Dieu-est-Bon, a 16-year-old boy, started to feel tired two days after carrying a sick person on his bike to the nearest health center in Kiseguru, about 10 miles away. 

"I thought it was malaria, so I didn't worry," he said. "Then I started having severe diarrhea and vomiting, which made me realize that it might be the same thing that the person I had accompanied was suffering from. But by then, I became too weak to move.”  

Two people standing in a doorway smiling at the camera.
Dieu-est-Bon was carried by two people for four hours to reach the MSF treatment center where he was able to recover from cholera. DR Congo 2023 © Laora Vigourt/MSF

Two people carried Dieu-est-Bon by foot for four hours to the treatment center. After two days of treatment, Dieu-est-bon felt better and his mother came to pick him up. 

Dieu-est-Bon had to stop his studies because schools closed nearly a year ago due to the volatile situation in the region. So, in the meantime, he helps his parents farm the fields. He dreams of becoming a mechanic in the future. 

A man in a white T-shirt and jeans is walking outside of the one of MSF's cholera centers, smiling at the camera.

Jean fainted from his cholera symptoms and received treatment after someone brought him to the MSF treatment center in Rutshuru. DR Congo 2023 © Laora Vigourt/MSF

Another patient, a corn farmer named Jean, can't remember how he arrived at the health center.  

"When I woke up lying in the treatment center, I didn't know where I was or what had happened to me. I remember that I was working in the fields and that I was suffering from stomach pains, with diarrhea and vomiting. Then I fainted," he said.

"I was told that someone I didn't know had brought me here on a motorcycle to get treatment." 

Jean has been to a hospital before but has never been through something like this. "I was really scared.
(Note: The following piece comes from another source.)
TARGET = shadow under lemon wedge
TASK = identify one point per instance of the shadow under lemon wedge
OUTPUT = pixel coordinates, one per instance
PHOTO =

I nearly died, but fortunately today I'm healed, and I'll be able to see my wife and my two children again.” Jean stayed at MSF’s center for five days of treatment.  

Mobilizing the community for cholera prevention 

Through community-based prevention measures and increased medical support, MSF has brought the situation under control. New patients continue to arrive, but the admission rate is declining. MSF teams remain mobilized every day to treat patients. 
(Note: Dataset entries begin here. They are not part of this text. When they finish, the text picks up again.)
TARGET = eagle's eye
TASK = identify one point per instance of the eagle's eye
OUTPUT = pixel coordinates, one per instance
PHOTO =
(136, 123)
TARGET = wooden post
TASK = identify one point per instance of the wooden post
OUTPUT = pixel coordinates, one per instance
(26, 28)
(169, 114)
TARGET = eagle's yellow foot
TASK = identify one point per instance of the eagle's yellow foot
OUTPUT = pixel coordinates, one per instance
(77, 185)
Denis Mudake is an MSF nurse supervisor at the Kiseguru health center, where MSF has set up a special treatment center to deal with an outbreak of cholera-like acute diarrhea. He was part of the medical team that treated the first cases at the beginning of June. Since then, more than 500 patients have been treated in the center.  

DRC: Emergency response against cholera in the territory of Rutshuru
Jimmy, standing center, arrived in a state of shock at the MSF cholera treatment center in Kiseguru. His wife and two children didn't know that Jimmy fell seriously ill. "No matter how long it takes, I want to get home to my family and get some rest," he said. "This disease is so serious, people need to know that they have to rush to hospital." DR Congo 2023 © Laora Vigourt/MSF

"The first few days were not easy,” he said. "We were short of space to cope with the influx of patients. We were overwhelmed, with three or four patients per bed. We subsequently sent more materials and set up a specific processing center. It's a huge logistical task to set this up in just a few days.” 

"We have involved the community in raising awareness and have set up water chlorination and oral rehydration points to get closer to the patients, who come from far away and are often in a critical state of health.” 

Denis has been working for MSF for almost nine years in different projects. Despite the fatigue, he remains determined and motivated. 

MSF supports 24 medical structures in the Rutshuru, Rwanguba, Binza, Bambo, and Kibirizi health zones.